The Belleville (Illinois) News-Democrat reported that a school in Illinois has taken a rather unconventional approach to teaching about 9/11 — an approach that has one parent furious.

“She said, ‘What’s Koran mean?’ and I flipped,” said Rachel Seger, describing how she found out about the school’s lesson plans. “I said, ‘Excuse me?’ and I looked at them, and I said, ‘Oh my God.’”

“Some of these words, I don’t even know what they are: Ayatollah, caliph,” said Seger. “I don’t want her learning other faiths from school. If it would have just stopped at ‘This is their culture; this is where they go to church,’ fine. But when you get into the actual aspect of it, that’s where I’m drawing the line. That’s just going a little too far.”

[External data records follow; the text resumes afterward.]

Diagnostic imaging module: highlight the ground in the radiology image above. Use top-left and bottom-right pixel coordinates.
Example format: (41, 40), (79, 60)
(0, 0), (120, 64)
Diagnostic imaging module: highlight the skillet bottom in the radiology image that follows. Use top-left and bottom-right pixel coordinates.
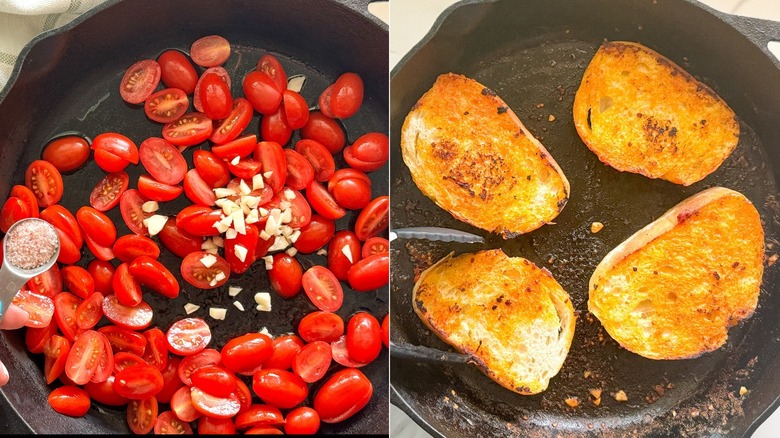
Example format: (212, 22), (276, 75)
(391, 34), (780, 436)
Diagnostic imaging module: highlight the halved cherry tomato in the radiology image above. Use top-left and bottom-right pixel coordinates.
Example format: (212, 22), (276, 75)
(138, 174), (184, 202)
(165, 318), (211, 356)
(301, 111), (347, 154)
(126, 396), (159, 435)
(119, 59), (161, 104)
(190, 35), (230, 67)
(298, 310), (344, 342)
(89, 171), (130, 211)
(42, 135), (90, 173)
(139, 137), (187, 185)
(181, 251), (230, 289)
(128, 256), (179, 298)
(293, 341), (332, 383)
(221, 333), (274, 374)
(163, 112), (214, 146)
(301, 265), (344, 312)
(268, 252), (303, 298)
(119, 189), (151, 234)
(192, 150), (232, 188)
(210, 97), (253, 145)
(347, 253), (390, 292)
(295, 138), (336, 182)
(49, 385), (90, 417)
(252, 369), (309, 409)
(243, 71), (287, 115)
(144, 88), (190, 123)
(314, 368), (374, 423)
(103, 295), (154, 330)
(24, 160), (63, 207)
(284, 406), (320, 435)
(157, 49), (198, 94)
(355, 196), (390, 241)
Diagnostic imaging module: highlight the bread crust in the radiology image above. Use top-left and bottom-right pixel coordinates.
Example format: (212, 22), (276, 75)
(401, 73), (569, 238)
(588, 187), (764, 359)
(574, 41), (740, 186)
(412, 249), (576, 395)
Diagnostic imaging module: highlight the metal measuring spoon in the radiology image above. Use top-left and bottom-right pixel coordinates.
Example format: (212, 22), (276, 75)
(0, 218), (60, 321)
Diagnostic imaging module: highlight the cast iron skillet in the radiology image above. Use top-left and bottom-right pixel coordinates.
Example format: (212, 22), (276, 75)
(391, 0), (780, 437)
(0, 0), (389, 433)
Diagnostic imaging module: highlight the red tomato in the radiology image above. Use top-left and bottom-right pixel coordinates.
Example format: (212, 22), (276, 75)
(293, 341), (331, 383)
(255, 53), (287, 93)
(284, 406), (320, 435)
(119, 59), (161, 104)
(282, 90), (309, 130)
(314, 368), (374, 423)
(298, 310), (344, 342)
(295, 138), (336, 182)
(190, 35), (230, 67)
(347, 253), (390, 292)
(306, 181), (347, 220)
(301, 111), (347, 154)
(197, 72), (233, 120)
(24, 160), (63, 207)
(49, 386), (90, 417)
(139, 137), (187, 185)
(252, 369), (309, 409)
(328, 230), (362, 281)
(192, 150), (232, 188)
(43, 335), (70, 385)
(89, 171), (130, 211)
(126, 396), (158, 435)
(157, 49), (198, 94)
(114, 234), (160, 263)
(157, 218), (203, 258)
(65, 330), (104, 385)
(301, 265), (344, 312)
(260, 106), (292, 144)
(119, 189), (151, 236)
(211, 97), (254, 145)
(355, 195), (390, 241)
(41, 135), (89, 173)
(144, 88), (190, 123)
(263, 335), (304, 370)
(243, 71), (287, 115)
(128, 255), (179, 298)
(268, 252), (303, 298)
(76, 206), (116, 246)
(138, 174), (184, 202)
(154, 411), (193, 435)
(103, 295), (153, 330)
(181, 251), (230, 289)
(165, 318), (211, 356)
(163, 112), (214, 146)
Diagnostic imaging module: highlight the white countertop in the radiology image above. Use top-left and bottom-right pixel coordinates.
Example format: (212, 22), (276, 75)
(390, 0), (780, 438)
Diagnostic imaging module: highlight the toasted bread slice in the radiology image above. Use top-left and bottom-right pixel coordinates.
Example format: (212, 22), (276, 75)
(412, 249), (576, 395)
(574, 41), (739, 186)
(401, 73), (569, 238)
(588, 187), (764, 359)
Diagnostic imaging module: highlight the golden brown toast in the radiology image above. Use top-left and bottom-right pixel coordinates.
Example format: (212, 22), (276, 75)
(588, 187), (764, 359)
(574, 41), (739, 186)
(412, 249), (576, 395)
(401, 73), (569, 238)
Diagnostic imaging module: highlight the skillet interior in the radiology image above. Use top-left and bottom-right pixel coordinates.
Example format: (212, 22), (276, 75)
(391, 0), (780, 436)
(0, 0), (388, 433)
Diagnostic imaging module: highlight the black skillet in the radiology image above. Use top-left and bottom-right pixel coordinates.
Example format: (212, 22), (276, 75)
(391, 0), (780, 437)
(0, 0), (389, 434)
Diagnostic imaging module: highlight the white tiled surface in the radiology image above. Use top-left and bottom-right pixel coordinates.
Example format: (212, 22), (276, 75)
(390, 0), (780, 438)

Seger’s daughter’s vocabulary lesson included “jihad, Islam, Muslim, Arabia, Muhammad, Allah, hegira, mosque, Koran and Baghdad.”

Mark Halwachs, the superintendent of High Mount School, defended teaching about 9/11 in the context of Islam on the grounds that it somehow teaches tolerance.

“We have to present, with 9/11 or anything, it wasn’t a religion that did that. It was bad men that did that. I think you have to take moments like that and use them as teachable moments,” he said. “You have to look at the age group and your students, and to me you can talk about different things in the world and teach about tolerance.”

So teaching about Islam is “tolerance,” but teaching about Christianity is grounds for a lawsuit? That seems reasonable.

Seger said that in-depth conversations about different religions should wait until children are older and can understand what they are being told.

""When it comes to that, some of those terms should have been left off of there, or left to parents, or wait until they’re older. Wait until 16 or 17 and old enough to wrap her head around it. If they’re going to teach it, they’re going to teach all of it, not just the happy, good side of it ... and she’s not prepared to hear the whole truth,” she said.

Remember when teachers used to just teach history, not try to distort it to defend radical Muslim terrorists?